Giró la cabeza, me miró y respondió:

__ Don Miguel, me llamo Don Miguel, cuarto hijo de Don Rodrigo y Doña Leonor, soldado alistado en Lepanto donde recibí metralla, cautivo de los turcos, afamado y mísero escritor, Hermano de la Orden Tercera de San Francisco, esposo de Catalina, padre de la infanta Isabel fruto de mis amores con Ana, ex convicto, bautizado en Alcalá de Henares y muerto por el mal de hidropesía en Madrid, el 23 de abril de 1616.

Hizo un gesto de reverencia y luego desapareció rápidamente, así como así nomás. Estupefacto, recogí mis cosas y caminé hasta la Plaza de Zocodover. No podía salir de mi asombro. Allí, en la plaza, la ciudad se me presentó más viva que en ninguna otra parte. Cargaba el cuadro, la caja de pinceles y pinturas y el banquito plegado. El sol se ocultó y la tarde comenzó a refrescar, me puse el suéter y dirigí mis pasos hacia el hotel sin dejar de pensar en lo ocurrido.

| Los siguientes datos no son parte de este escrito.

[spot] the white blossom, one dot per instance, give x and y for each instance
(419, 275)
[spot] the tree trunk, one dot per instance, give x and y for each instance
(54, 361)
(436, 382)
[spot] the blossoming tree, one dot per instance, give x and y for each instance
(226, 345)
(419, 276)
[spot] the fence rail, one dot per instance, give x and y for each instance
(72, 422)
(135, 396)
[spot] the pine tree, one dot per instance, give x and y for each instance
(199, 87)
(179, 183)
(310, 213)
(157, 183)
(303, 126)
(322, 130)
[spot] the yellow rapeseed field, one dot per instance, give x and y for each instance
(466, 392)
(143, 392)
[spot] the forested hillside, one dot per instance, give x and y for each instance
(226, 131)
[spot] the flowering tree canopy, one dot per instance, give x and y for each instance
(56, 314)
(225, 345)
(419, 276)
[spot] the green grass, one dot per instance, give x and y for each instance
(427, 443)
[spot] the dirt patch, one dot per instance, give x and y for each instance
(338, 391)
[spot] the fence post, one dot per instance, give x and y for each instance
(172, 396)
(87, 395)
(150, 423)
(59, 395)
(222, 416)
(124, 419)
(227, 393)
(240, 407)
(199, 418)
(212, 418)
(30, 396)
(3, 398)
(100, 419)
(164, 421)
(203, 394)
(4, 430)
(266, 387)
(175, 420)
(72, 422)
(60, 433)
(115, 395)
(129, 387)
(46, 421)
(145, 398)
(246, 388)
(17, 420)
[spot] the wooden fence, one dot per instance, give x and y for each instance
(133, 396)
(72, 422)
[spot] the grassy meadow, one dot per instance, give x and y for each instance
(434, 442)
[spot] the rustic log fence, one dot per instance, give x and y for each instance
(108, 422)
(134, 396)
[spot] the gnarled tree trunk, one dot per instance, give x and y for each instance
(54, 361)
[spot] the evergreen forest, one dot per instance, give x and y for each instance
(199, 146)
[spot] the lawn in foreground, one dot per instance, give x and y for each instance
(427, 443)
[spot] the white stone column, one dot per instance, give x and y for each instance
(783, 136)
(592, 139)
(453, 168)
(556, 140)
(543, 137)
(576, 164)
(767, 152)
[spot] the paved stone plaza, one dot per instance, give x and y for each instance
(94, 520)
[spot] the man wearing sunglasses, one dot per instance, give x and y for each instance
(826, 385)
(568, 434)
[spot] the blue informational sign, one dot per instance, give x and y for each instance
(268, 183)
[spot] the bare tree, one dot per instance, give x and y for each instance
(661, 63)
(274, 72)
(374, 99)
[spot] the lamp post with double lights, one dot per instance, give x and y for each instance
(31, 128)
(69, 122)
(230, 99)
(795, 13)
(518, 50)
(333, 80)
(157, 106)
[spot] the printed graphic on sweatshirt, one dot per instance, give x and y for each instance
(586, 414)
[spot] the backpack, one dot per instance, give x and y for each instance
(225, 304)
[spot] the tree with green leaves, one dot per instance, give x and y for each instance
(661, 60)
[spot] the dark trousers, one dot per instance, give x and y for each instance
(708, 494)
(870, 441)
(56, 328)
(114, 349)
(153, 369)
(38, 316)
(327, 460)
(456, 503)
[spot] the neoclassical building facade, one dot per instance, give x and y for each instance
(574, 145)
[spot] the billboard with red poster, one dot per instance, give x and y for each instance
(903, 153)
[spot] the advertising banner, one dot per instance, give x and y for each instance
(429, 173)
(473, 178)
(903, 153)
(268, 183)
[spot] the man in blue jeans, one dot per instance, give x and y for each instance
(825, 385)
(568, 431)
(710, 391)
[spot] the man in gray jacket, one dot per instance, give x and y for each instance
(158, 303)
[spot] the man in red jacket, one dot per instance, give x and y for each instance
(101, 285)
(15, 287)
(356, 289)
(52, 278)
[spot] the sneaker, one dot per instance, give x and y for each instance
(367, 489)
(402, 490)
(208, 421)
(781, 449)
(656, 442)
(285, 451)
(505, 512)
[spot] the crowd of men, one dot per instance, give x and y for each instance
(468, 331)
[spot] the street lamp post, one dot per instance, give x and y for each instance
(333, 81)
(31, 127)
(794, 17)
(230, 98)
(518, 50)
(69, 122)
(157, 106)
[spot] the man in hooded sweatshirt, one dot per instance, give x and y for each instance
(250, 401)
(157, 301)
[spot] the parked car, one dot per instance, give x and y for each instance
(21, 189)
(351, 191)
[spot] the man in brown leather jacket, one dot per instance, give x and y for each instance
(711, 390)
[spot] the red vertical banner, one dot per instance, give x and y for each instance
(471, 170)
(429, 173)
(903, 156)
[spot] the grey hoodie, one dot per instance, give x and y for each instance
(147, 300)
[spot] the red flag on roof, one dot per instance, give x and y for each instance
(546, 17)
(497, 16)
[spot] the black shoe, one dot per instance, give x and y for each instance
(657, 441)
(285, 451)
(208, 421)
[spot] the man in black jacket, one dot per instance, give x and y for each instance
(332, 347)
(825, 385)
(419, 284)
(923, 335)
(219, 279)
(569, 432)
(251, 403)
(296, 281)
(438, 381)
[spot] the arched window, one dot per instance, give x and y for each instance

Permanecí en Toledo durante la semana siguiente con la intención de encontrarme con él nuevamente. Era mi deseo y mi esperanza. No quedó rincón sin recorrer. Pero fue en vano. Pregunté a los vecinos por un señor de chistera y bastón, vestido con una capa hasta los tobillos, pero nadie supo qué decirme. Al punto que, visto ya como un sospechoso, los municipales me quisieron arrestar por suponerme un merodeador enajenado.
Pasaron los años y todavía no puedo quitar de mi cabeza aquel encuentro, aquella charla con tan insólito personaje. Siempre que me siento frente a la chimenea a mirar el cuadro, me acuerdo de él.
A propósito, al cuadro lo titulé “Un atardecer en Castilla”.